Hi, Just something that occurs to me as I write up my dissertation - I keep on thinking it would be nice to be able to cite some basic figures to back up a point I am making, eg. how many times Wikipedia is edited on a given day or how many pages link to this policy page - as I asked in an email to the wikipedia-l list, which has mysteriously vanished from the archives (August 11, entitled "What links here?"). I realise these could be done by going to the recent changes or special pages and counting them all, but I'm basically too lazy to do that - we're talking about thousands of pages here, right? I'm also thinking this is something that many people would be interested in finding out and writing about. So what I'm asking is that to help researchers generally, wouldn't it be an idea to identify some quick database hacks that we could provide - almost like a kate's tools function? Or are these available on the MediaWiki pages? If they are, and I've looked at some database related pages, they're certainly not so understandable from the perspective of someone who just wants to use basic functions. You might be thinking of sending me to a page like http://meta.wikimedia.org/wiki/Links_table - but *what does it mean?* Can someone either help me out, or suggest what we could do about this in the future?
Cheers, Cormac
Cormac Lawler wrote:
Just something that occurs to me as I write up my dissertation - I keep on thinking it would be nice to be able to cite some basic figures to back up a point I am making, eg. how many times Wikipedia is edited on a given day or how many pages link to this policy page - as I asked in an email to the wikipedia-l list, which has mysteriously vanished from the archives (August 11, entitled "What links here?"). I realise these could be done by going to the recent changes or special pages and counting them all, but I'm basically too lazy to do that.
I'm doing different statistics of Wikipedia data for month. Not every data is available but there is *a lot* It's much more to analyse than I can do in my time. You can answer a lot of questions with the database dumps (recently changed to XML) and python mediawiki framework but that means you have to dig into the data models and programming.
we're talking about thousands of pages here, right? I'm also thinking this is something that many people would be interested in finding out and writing about. So what I'm asking is that to help researchers generally, wouldn't it be an idea to identify some quick database hacks that we could provide - almost like a kate's tools function?
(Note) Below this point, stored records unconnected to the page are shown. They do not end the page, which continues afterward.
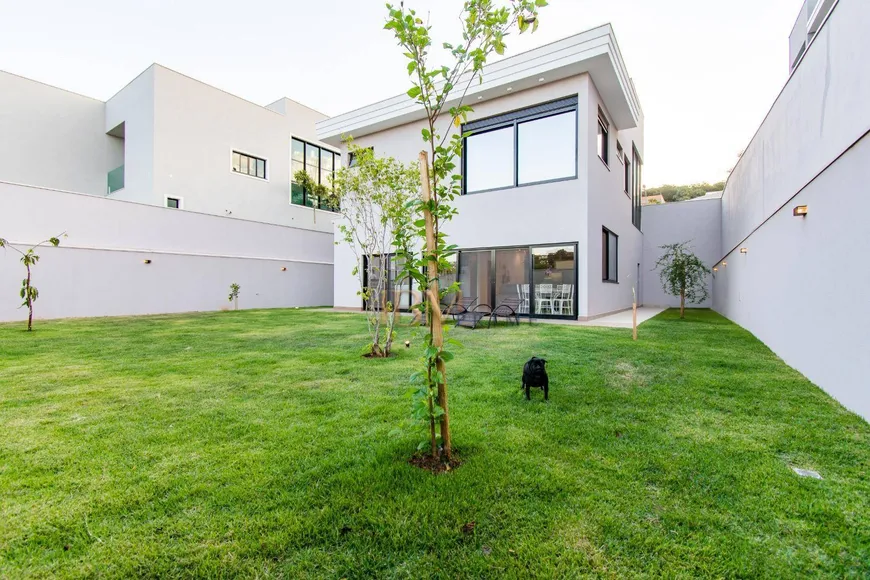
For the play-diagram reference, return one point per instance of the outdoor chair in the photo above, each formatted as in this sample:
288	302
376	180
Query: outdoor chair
507	309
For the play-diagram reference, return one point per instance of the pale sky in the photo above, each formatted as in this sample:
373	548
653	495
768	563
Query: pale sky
706	71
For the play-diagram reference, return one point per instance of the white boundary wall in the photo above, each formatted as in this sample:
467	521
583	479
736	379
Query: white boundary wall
100	269
801	287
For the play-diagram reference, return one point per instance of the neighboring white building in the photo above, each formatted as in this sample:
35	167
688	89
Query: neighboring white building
169	192
789	232
550	211
166	139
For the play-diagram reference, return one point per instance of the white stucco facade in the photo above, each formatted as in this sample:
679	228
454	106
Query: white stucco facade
568	211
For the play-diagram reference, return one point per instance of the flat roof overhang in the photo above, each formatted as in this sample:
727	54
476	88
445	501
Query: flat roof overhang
594	52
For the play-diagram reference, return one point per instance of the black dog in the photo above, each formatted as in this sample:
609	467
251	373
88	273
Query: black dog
535	375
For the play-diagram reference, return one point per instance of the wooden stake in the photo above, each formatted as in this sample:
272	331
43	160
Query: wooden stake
434	306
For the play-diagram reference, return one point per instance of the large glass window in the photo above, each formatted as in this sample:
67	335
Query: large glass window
385	271
609	256
489	160
547	148
320	164
554	276
523	147
603	137
636	187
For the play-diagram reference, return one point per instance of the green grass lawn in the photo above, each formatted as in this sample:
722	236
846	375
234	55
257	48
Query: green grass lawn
257	443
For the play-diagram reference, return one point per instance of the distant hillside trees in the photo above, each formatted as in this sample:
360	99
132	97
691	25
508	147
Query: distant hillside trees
684	192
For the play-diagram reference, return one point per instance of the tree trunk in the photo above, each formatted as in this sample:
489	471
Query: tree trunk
682	302
29	302
434	307
634	320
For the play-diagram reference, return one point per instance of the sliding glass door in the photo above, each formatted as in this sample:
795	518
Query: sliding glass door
555	280
541	279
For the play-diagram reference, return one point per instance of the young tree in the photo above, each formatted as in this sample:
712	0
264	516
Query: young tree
234	295
29	258
373	197
440	90
683	274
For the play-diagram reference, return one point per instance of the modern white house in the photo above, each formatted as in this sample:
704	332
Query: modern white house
172	189
550	206
787	237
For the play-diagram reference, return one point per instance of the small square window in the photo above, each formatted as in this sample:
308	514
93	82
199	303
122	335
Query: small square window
603	136
609	256
249	165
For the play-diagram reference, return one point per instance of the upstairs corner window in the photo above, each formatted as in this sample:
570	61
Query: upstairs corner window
320	164
603	136
249	165
534	145
636	187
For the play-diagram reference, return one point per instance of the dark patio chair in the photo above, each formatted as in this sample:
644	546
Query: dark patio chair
507	309
471	318
461	306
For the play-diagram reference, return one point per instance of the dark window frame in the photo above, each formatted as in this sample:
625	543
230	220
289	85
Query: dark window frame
351	156
493	275
605	256
390	286
248	158
514	119
317	203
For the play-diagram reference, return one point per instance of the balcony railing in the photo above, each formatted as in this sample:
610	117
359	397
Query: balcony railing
116	179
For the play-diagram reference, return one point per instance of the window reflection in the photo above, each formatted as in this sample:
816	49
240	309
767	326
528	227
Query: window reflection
554	274
547	148
489	160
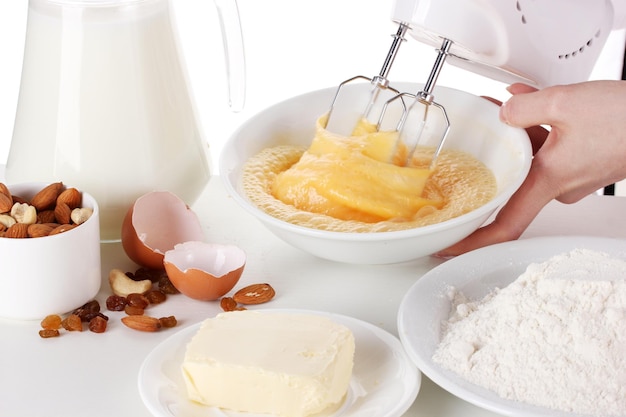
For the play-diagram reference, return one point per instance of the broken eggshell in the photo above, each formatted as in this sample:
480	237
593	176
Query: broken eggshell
204	271
154	224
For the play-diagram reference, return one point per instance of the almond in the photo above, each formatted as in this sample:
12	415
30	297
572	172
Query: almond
142	323
47	197
63	213
254	294
46	216
17	231
70	196
39	230
61	229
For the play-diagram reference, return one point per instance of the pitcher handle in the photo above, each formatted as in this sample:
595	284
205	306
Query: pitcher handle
234	54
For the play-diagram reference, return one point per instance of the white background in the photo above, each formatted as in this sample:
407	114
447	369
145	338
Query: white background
291	47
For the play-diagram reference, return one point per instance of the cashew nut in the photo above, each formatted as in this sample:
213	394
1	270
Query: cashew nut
122	284
24	213
81	215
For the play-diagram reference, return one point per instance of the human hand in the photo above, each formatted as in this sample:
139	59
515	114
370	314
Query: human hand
584	150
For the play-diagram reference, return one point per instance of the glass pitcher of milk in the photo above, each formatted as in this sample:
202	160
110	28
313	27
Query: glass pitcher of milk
104	102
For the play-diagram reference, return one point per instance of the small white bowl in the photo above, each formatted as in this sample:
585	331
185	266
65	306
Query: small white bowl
475	128
51	274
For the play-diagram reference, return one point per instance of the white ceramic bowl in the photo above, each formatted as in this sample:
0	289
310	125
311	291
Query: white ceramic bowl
475	128
51	274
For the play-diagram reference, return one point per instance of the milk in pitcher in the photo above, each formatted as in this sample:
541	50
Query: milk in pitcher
104	105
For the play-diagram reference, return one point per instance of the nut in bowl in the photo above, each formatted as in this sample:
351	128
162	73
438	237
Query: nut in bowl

Or are these available on the MediaWiki pages?
The only solution is to share your code and data and to frequently publicate results. That's how research works isn't it?. I'm very interested to have a special server for Wikimetrics but someone has to admin it (getting the hardware is not such a problem). For instance I could parse the version history dump to select article, user and timestamp only so other people can analyse which articles are edited at which days or vice versa but I just don't have a server to handle Gigabytes of data. Up to know I only managed to set up a Data Warehouse for Personendaten (http://wdw.sieheauch.de/) but - like most of what's already done - mostly undocumented :-(
If they are, and I've looked at some database related pages, they're certainly not so understandable from the perspective of someone who just wants to use basic functions. You might be thinking of sending me to a page like http://meta.wikimedia.org/wiki/Links_table - but *what does it mean?* Can someone either help me out, or suggest what we could do about this in the future?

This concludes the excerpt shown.